Justice différée est justice refusée. Nous le comprenons tous et je suis l’une des premières personnes à réclamer cela. C’est dans notre rapport. Mais, dans le contexte de la motion à l’étude, étant donné que le comité n’avait pas le pouvoir d’étudier la sanction grave envisagée, c’est-à-dire retirer le droit de porter le titre « honorable » et de participer à des cérémonies d’État, cela ne se produit jamais. La sanction envisagée n’est pas mentionnée dans le code. Je fais humblement valoir qu’il faut suivre la procédure prévue dans le code, vu la nature des précédents que nous sommes en train de créer.

Aujourd’hui, il s’agit d’un manquement au code. Demain, ce pourrait être une autre raison. Dans ce contexte, il serait souhaitable d’avoir un double processus. Je conviens que les victimes ne se sentent pas adéquatement entendues et traitées. Je ne vais pas parler de la responsabilité du Comité de la régie interne, car je sais que cette affaire est dans sa mire. À ce stade-ci, pour ce qui est des responsabilités du Comité de l’éthique, c’est l’approche que nous proposons. Selon nous, elle trace la voie et fait clairement savoir que les sénateurs qui quittent la Chambre portent toujours le titre « honorable » parce qu’ils ont déjà été sénateurs.

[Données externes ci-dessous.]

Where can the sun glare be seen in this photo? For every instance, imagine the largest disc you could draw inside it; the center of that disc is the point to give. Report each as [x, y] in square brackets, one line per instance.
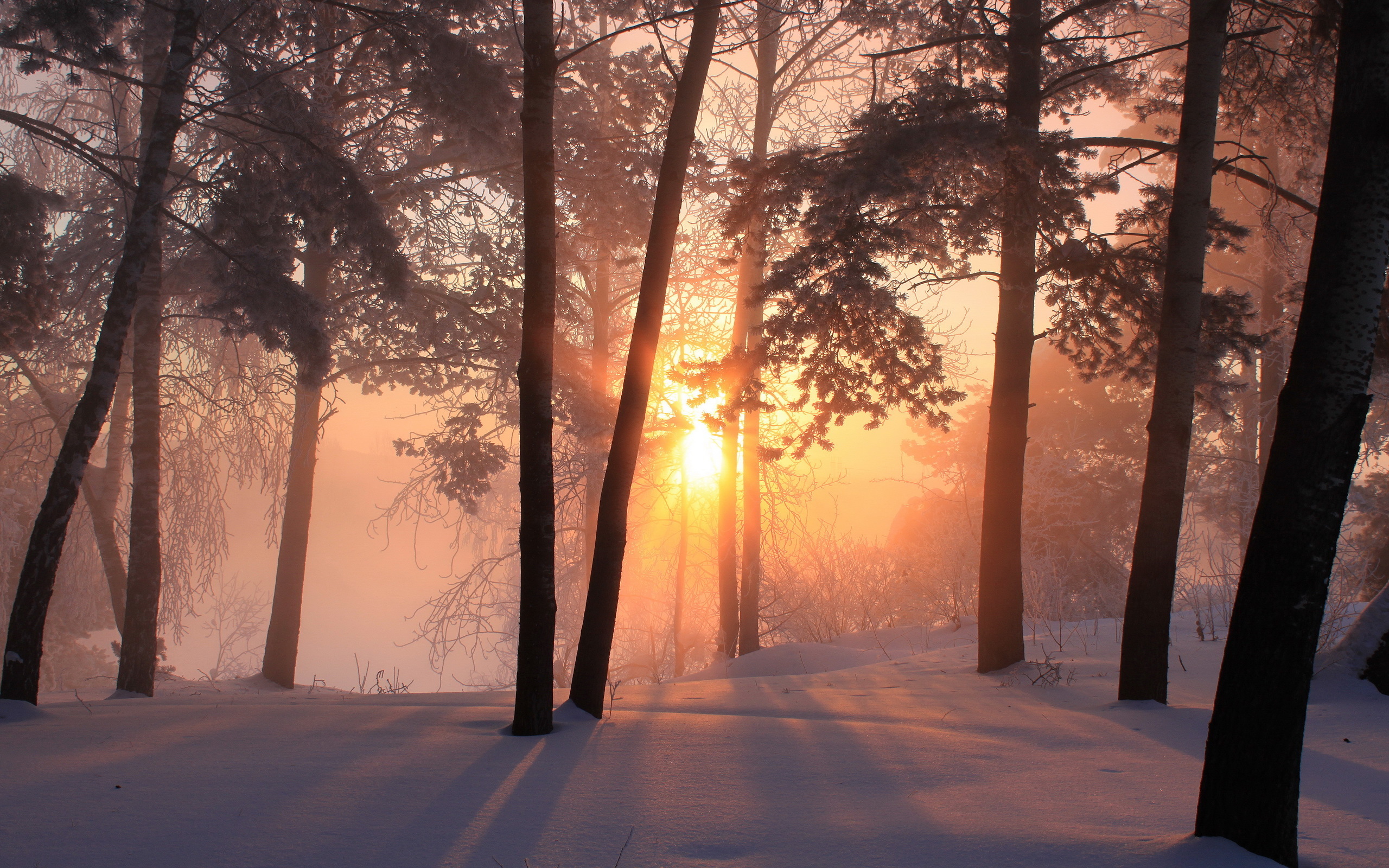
[702, 453]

Nous avons une responsabilité. C’est le message qu’enverra cette motion. Je suis tout à fait d’accord avec vous, madame la sénatrice, notre objectif est le même. Toutefois, les conséquences sont tellement sans précédent que nous devons avoir une approche claire. Cela nous permettra de suivre une procédure équitable pour une personne qui doit vivre la honte d’avoir perdu son titre, une procédure très brève qui se terminera d’ici le 30 janvier.

L’honorable Yonah Martin (leader adjointe de l’opposition) : Honorables sénateurs, voici de l’information qui pourrait vous être utile.

Tout d’abord, je tiens à remercier le sénateur Joyal pour ses explications très claires et très importantes sur la procédure équitable, sur la situation sans précédent devant laquelle nous nous trouvons, sur le sérieux avec lequel nous devons tous étudier la motion, et sur le processus qui suivra. Je le remercie sans pour autant minimiser l’importance de ce que nous a dit la sénatrice Verner, entre autres, sur la gravité du débat en cours.

En ce qui concerne les victimes et leur témoignage, le comité des droits de la personne a tenu une séance à huis clos pour en entendre quelques-unes. C’était très émouvant et convaincant. Les sénateurs présents, dont je faisais partie, ont entendu les victimes. Ce serait important que votre comité sache ce qui a été dit et la façon dont l’information... Il y a peut-être une transcription, mais il faudrait que je m’informe. Dans tous les cas, nous avons entendu des témoignages.

Je voulais vous informer, de même que le Sénat, que cette séance nous a permis d’obtenir de l’information. Je vous remercie.

(Sur la motion de la sénatrice Bernard, le débat est ajourné.)